One-to-many relationships are also used to link base tables to information stored in lookup tables. For example, tblPatient might have a short one-letter DischargeDiagnosis code, which can be linked to a lookup table, tlkpDiagCode, to get more complete Diagnosis descriptions (stored in DiagnosisName). In this case, tlkpDiagCode is related to tblPatient in a one-to-many relationship (i.e., one row in the lookup table can be used in zero or more rows in the patient table).

Many-to-Many Relationships

Two tables are related in a many-to-many (M—M) relationship when for every row in the first table, there can be many rows in the second table, and for every row in the second table, there can be many rows in the first table. Many-to-many relationships can't be directly modeled in relational database programs, including Microsoft Access. These types of relationships must be broken into multiple one-to-many relationships. For example, a patient may be covered by multiple insurance plans and a given insurance company covers multiple patients. Thus, the tblPatient table in a medical database would be related to the tblInsurer table in a many-to-many relationship. In order to model the relationship between these two tables, you would create a third, linking table, perhaps called tblPtInsurancePgm that would contain a row for each insurance program under which a patient was covered (see Figure 5).

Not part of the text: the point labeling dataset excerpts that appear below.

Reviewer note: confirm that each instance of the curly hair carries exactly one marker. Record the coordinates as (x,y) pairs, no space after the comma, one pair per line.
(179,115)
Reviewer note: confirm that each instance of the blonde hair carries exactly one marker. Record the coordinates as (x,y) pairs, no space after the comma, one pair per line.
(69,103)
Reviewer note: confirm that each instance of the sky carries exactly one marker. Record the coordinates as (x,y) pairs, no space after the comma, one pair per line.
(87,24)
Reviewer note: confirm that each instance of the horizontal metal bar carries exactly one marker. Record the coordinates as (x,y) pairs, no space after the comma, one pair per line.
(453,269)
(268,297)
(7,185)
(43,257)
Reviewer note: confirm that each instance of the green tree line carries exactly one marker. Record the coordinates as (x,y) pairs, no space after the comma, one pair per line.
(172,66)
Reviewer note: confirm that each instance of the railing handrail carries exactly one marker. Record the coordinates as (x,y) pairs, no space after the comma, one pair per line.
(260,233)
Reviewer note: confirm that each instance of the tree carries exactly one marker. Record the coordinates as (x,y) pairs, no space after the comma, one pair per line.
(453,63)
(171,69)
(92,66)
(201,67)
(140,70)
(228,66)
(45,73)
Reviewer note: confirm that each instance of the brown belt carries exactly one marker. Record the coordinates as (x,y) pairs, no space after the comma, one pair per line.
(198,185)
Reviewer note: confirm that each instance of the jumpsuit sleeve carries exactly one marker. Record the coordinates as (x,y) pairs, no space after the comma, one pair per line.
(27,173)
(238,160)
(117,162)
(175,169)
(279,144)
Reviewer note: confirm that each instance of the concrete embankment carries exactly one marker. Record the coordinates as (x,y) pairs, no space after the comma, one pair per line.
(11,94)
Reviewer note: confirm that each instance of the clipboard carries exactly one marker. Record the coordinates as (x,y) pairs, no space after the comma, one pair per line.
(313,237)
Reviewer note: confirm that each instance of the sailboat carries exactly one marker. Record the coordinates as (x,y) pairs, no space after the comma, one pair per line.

Then, the many-to-many relationship between tblPatient and tblInsurer could be broken into two one-to-many relationships (tblPatient would be related to tblPtInsurancePgm and tblInsurer would be related to tblPtInsurancePgm in one-to-many relationships).
Figure 5
Figure 5. A linking table, tblPtInsurancePgm, is used to model the many-to-many relationship between tblPatient and tblInsurer.
In Microsoft Access, you specify relationships using the Edit—Relationships command. In addition, you can create ad-hoc relationships at any point, using queries.